We passed down a corridor. Mrs. C. told me to wait while she closed a door. “The children in there have oversized heads,”she said. “It might disturb you. We keep them together.” On we went, into other rooms containing other children — mongoloids, brain-damaged; some were blind in addition to being mentally retarded. Some of the children seemed too large to be languishing helplessly in a crib; others seemed pitifully small.
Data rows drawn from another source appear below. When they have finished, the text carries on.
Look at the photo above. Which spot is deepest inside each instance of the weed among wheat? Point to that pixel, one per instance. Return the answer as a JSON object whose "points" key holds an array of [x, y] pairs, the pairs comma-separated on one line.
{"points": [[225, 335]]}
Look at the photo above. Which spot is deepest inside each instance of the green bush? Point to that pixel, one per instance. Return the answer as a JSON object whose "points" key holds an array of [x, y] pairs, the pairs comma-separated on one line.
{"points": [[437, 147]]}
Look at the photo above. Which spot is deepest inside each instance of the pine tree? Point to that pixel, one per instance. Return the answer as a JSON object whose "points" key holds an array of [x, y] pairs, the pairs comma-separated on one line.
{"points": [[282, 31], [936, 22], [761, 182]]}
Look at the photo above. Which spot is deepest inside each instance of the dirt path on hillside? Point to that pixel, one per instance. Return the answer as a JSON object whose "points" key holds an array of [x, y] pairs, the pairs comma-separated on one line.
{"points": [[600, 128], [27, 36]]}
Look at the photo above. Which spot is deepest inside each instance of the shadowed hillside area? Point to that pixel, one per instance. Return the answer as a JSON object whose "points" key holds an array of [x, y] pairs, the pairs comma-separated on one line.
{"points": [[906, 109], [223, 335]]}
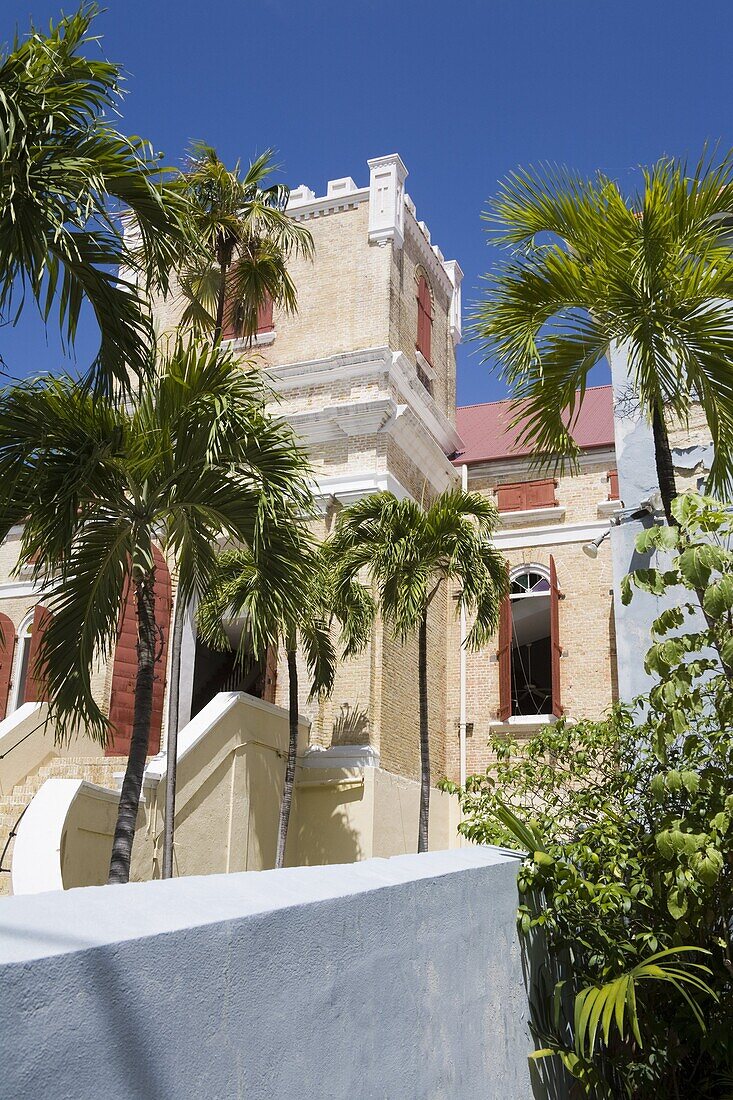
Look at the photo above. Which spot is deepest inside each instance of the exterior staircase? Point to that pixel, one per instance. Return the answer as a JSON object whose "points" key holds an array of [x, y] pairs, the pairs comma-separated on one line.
{"points": [[98, 770]]}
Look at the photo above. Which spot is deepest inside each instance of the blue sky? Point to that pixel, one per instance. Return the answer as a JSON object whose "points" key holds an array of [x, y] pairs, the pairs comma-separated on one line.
{"points": [[463, 90]]}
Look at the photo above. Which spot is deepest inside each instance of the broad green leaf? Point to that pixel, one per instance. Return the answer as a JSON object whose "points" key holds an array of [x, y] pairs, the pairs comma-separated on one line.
{"points": [[718, 597]]}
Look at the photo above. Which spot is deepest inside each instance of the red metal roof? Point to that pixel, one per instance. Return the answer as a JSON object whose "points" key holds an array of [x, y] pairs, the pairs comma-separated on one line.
{"points": [[487, 431]]}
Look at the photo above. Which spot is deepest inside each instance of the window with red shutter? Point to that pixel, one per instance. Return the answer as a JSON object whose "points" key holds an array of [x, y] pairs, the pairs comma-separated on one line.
{"points": [[7, 651], [528, 645], [35, 690], [504, 658], [521, 496], [613, 484], [424, 319], [556, 651]]}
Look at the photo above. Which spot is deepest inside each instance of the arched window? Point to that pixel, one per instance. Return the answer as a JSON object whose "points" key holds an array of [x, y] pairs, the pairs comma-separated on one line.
{"points": [[21, 662], [424, 319], [528, 645]]}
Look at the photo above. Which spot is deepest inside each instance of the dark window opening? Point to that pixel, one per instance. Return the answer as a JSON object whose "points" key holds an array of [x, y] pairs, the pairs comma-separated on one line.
{"points": [[528, 647]]}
In one room was a girl of four, wearing a red playsuit. She lay on her back in the crib, staring blankly into space or at the ceiling. She was the age of my older son, Stephen, but half his size. “Mongolian,” said Mrs. C. She affectionately tickled the child’s stomach to bring on a playlul mood. But there was no response, no laughter, no smile. The face was void. For my child, I told myself, there would be a crib here. It was a thought beyond total understanding or complete acceptance.

In her office, Mrs. C. listened as I told her of my feelings. It was not for this, I said, that we wanted another baby. We would consider ourselves blessed, I went on, if there had been a miscarriage or a blue baby rather than this. Mrs. C. understood. I asked her how mongoloid children fared. While they live, she said, “they haven’t a care in the world — it’s the parents who suffer.” Heart failure kills many the first year, she said, but with new drugs more and more survive that period. If they do, she said, some mongoloid children live for years.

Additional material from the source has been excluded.